Securing Entities in ASP.NET Dynamic Data

  • Artikel

This first post is about controlling which tables get exposed through Dynamic Data. It's important to remember you have complete control over this and there are essentially two approaches:

  1. The "demo friendly" approach (which you'll see me using a lot) where I ask Dynamic Data simply to scaffold all my tables. I still have control (we'll come back to that) but my start point is "show me everything".
  2. The "start from scratch" approach where I don't expose anything by default but instead I explicitly add tables by creating custom pages for them.
"Demo Friendly"

For the "demo friendly" approach, I set the ScaffoldAllTables property to true in my ContextConfiguration when I register my data context in Global.asax:

     ' Uncomment this line to register your data context with the Dynamic Data engine.
    ' Only set ScaffoldAllTables = true if you are sure that you want all your tables
    ' to support a scaffold (i.e. templated) view.
    model.RegisterContext(GetType(NorthwindDataContext), _
         New ContextConfiguration() With {.ScaffoldAllTables = True})

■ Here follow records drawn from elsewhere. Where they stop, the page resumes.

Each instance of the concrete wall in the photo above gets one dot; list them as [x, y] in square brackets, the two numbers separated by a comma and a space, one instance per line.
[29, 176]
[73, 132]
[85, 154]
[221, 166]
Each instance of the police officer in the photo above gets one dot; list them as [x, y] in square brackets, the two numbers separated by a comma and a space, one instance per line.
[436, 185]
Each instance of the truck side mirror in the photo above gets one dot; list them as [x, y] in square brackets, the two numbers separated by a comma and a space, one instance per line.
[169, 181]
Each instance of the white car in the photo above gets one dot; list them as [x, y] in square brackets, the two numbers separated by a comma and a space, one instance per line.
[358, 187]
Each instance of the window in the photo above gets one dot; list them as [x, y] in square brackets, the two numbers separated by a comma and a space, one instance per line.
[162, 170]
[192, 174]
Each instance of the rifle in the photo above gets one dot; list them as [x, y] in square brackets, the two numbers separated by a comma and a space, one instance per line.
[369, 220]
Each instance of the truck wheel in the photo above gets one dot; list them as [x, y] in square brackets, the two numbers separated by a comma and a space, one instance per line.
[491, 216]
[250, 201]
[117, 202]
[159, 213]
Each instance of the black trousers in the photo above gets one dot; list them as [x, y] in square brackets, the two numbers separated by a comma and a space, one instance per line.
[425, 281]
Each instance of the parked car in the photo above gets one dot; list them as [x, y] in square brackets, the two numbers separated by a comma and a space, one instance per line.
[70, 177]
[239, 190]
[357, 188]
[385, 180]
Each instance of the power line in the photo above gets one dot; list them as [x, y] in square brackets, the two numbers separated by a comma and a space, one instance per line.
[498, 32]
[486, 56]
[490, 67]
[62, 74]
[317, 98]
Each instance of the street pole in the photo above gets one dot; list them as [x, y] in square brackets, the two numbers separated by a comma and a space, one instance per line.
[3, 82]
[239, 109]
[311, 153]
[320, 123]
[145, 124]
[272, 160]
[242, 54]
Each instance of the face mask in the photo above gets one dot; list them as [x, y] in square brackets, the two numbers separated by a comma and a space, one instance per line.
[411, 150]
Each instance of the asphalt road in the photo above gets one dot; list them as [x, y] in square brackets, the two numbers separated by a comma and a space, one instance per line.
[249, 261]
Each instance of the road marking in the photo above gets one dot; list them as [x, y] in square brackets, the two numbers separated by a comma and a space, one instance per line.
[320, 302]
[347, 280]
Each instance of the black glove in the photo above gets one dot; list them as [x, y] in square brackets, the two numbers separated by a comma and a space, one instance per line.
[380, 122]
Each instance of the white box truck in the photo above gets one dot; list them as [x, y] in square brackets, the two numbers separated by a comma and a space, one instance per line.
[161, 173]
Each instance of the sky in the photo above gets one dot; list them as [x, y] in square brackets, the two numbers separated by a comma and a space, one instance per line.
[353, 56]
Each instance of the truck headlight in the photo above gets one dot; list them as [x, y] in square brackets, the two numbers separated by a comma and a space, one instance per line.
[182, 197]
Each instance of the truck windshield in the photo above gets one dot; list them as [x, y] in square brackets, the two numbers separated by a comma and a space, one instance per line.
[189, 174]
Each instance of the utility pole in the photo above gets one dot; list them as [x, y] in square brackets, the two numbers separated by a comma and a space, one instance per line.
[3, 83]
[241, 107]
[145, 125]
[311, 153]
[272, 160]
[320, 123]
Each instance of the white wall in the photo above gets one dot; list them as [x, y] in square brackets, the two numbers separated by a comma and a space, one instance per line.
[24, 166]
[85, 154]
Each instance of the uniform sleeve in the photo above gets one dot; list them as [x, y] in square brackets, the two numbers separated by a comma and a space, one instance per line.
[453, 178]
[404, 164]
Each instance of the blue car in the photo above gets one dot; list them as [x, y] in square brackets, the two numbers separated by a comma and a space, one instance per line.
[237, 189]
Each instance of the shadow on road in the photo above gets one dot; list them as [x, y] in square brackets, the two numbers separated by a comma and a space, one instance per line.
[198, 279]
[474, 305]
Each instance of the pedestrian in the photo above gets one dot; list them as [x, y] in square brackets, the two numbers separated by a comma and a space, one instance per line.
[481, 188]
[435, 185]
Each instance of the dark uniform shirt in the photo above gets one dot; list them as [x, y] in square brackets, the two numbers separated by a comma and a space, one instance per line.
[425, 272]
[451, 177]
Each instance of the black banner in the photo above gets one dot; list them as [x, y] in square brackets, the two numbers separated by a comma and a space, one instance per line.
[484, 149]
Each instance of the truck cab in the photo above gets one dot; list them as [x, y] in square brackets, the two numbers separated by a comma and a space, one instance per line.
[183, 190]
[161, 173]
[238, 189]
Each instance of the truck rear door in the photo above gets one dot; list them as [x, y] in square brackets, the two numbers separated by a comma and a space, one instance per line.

(Yes, I'm doing this in VB.NET in tribute to Eric's efforts to champion VB. I felt I ought to have a bash)

If I don't want a particular table to be scaffolded, I take a similar approach to that used when customising the model (eg hide a column or add some validation). ie we create a partial class that extends the class we want to modify and add the relevant attributes. In this case we might do something like this to prevent the Products table being scaffolded:

 <Scaffold(False)> _
Partial Public Class Product
End Class
"Start from Scratch"

imageTaking the "start from scratch" approach, I set ScaffoldAllTables to false and expose the tables and views using custom pages. So, for example, to expose a "List" view on the Northwind Orders and Order_Details tables but not the Products table, I might end up with a site structure that looks like that on the left.

I could, of course, just remove the tables I want to hide from my model but that means I lose the foreign key lookup so instead of seeing product "Tofu" in my Order_Details table, instead I see product id 17 or the like.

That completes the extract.